Python Forum

Full Version: Encoding Problem?
You're currently viewing a stripped down version of our content. View the full version with proper formatting.
Hi all,

i have an issue crawling results from google. The first results are extracted correctly, but the 8th result throws an exception.
This is my Spider:

class GoogleSpider(scrapy.Spider): 
    name = "GoogleSpider" 
    start_urls = [""]
    def parse(self, response):
        xlink = LinkExtractor()
        divs = response.xpath('//div')
        for span in divs.xpath('text()'):
            if len(str(span.get()))>100:
                for link in xlink.extract_links(response):
                    if len(str(link))>200 or 'Journal' in link.text:
                        for i in range(len(link_text)-len(text_list)):
                            text_list.append(" ")
the link that causes the error has link.text = "_ElementUnicodeResult: Pankaj Kumar (@JournalDev) | টুইটার - › journaldev"

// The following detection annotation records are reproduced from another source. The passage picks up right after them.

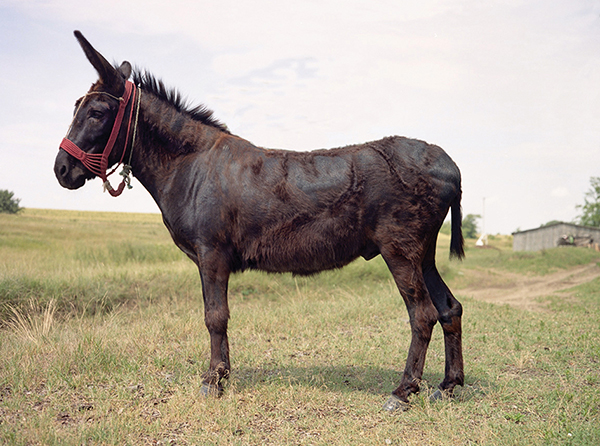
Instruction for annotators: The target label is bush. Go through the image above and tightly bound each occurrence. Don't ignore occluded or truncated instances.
[0,190,23,214]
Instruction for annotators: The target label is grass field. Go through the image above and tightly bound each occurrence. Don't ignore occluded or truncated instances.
[0,209,600,445]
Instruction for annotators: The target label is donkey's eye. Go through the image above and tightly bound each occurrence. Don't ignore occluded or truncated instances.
[90,110,104,119]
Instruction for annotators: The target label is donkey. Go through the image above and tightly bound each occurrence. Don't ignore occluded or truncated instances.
[54,31,464,411]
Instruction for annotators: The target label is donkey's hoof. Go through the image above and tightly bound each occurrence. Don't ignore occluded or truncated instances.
[429,389,452,403]
[383,393,410,412]
[200,383,223,398]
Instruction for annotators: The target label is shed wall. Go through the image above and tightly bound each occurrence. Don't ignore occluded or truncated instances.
[513,223,600,251]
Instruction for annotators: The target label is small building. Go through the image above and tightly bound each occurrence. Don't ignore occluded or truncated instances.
[513,222,600,251]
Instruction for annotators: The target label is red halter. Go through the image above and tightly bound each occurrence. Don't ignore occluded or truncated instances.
[60,81,140,197]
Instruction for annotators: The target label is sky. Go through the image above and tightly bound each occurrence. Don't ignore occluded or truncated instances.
[0,0,600,234]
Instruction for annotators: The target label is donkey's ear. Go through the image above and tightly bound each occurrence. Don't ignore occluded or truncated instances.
[74,31,123,90]
[118,61,131,80]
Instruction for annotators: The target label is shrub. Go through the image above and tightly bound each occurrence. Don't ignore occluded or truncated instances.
[0,189,23,214]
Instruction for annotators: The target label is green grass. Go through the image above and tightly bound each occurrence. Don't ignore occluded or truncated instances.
[0,209,600,445]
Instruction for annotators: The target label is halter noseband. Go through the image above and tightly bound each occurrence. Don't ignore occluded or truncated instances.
[60,81,141,197]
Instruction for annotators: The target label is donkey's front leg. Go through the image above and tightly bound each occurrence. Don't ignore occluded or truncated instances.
[200,255,231,396]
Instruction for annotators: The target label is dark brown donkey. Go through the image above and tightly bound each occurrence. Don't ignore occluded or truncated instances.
[54,31,464,410]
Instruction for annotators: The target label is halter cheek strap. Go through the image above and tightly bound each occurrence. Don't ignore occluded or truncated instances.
[60,81,141,197]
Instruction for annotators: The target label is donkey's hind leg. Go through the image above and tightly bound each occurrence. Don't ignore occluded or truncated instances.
[383,254,437,411]
[423,253,465,399]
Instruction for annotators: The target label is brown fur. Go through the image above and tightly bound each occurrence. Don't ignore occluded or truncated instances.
[55,34,464,401]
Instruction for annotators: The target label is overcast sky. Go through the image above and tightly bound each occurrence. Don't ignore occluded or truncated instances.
[0,0,600,234]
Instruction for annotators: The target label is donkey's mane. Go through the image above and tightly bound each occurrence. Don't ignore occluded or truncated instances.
[133,70,230,133]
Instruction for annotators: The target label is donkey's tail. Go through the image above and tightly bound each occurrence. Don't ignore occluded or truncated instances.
[450,189,465,260]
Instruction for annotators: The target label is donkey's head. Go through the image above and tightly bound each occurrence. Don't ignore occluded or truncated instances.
[54,31,135,189]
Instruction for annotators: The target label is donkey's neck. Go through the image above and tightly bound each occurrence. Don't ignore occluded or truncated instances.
[131,90,227,209]
[141,93,222,156]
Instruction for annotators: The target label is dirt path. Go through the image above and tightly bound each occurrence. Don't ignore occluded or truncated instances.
[456,263,600,311]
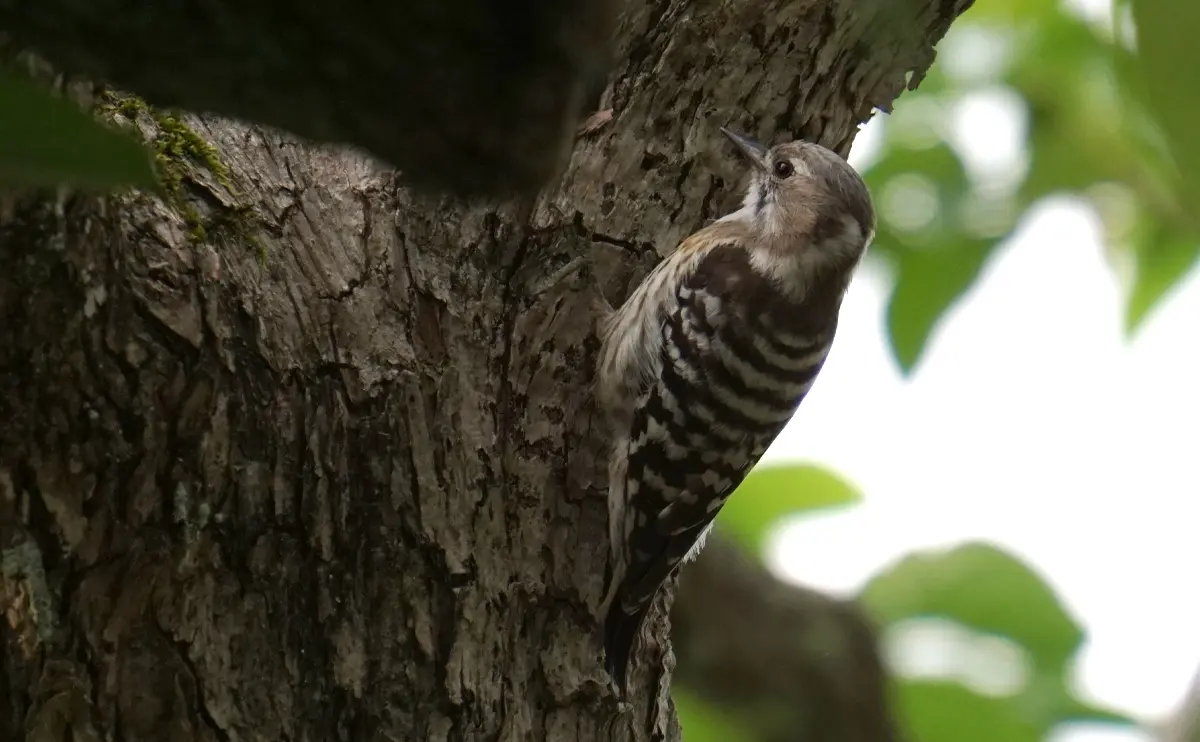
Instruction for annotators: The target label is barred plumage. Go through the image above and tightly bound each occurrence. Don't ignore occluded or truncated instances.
[598,128,875,693]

The error says: UnicodeEncodeError: 'charmap' codec can't encode characters in position 29-34: character maps to <undefined>

anyone who can help me with that?

If i run your spider i don't get any error,Python 3.9, Scrapy 2.4.1.
Your response object get wrong encoding charmap,that happens for me to but don't get error.
Best is of course if response is utf-8,If i start Scrapy shell,
scrapy shell -L INFO

>>> response.encoding
Testing your site.
scrapy shell -L INFO
>>> response.encoding
So site probably don't have charmap or cp1252 as encoding,
Scrapy can find encoding so take one from OS.

Still work for me if i test with a links with Unicode.
>>> from scrapy.linkextractors import LinkExtractor
>>> response.encoding

>>> xlink = LinkExtractor()
>>> link = xlink.extract_links(response)
>>> link[8]
Link(url='', text='Bøker', fragment='', nofollow=False)
>>> link[8].text
If you run older version Python try upgrade.
Thanks for your reply.

My Versions are Python 3.9 and Scrapy 2.4.1, too. I try to solve the problem in a total different way, hope that the problems wont appear again.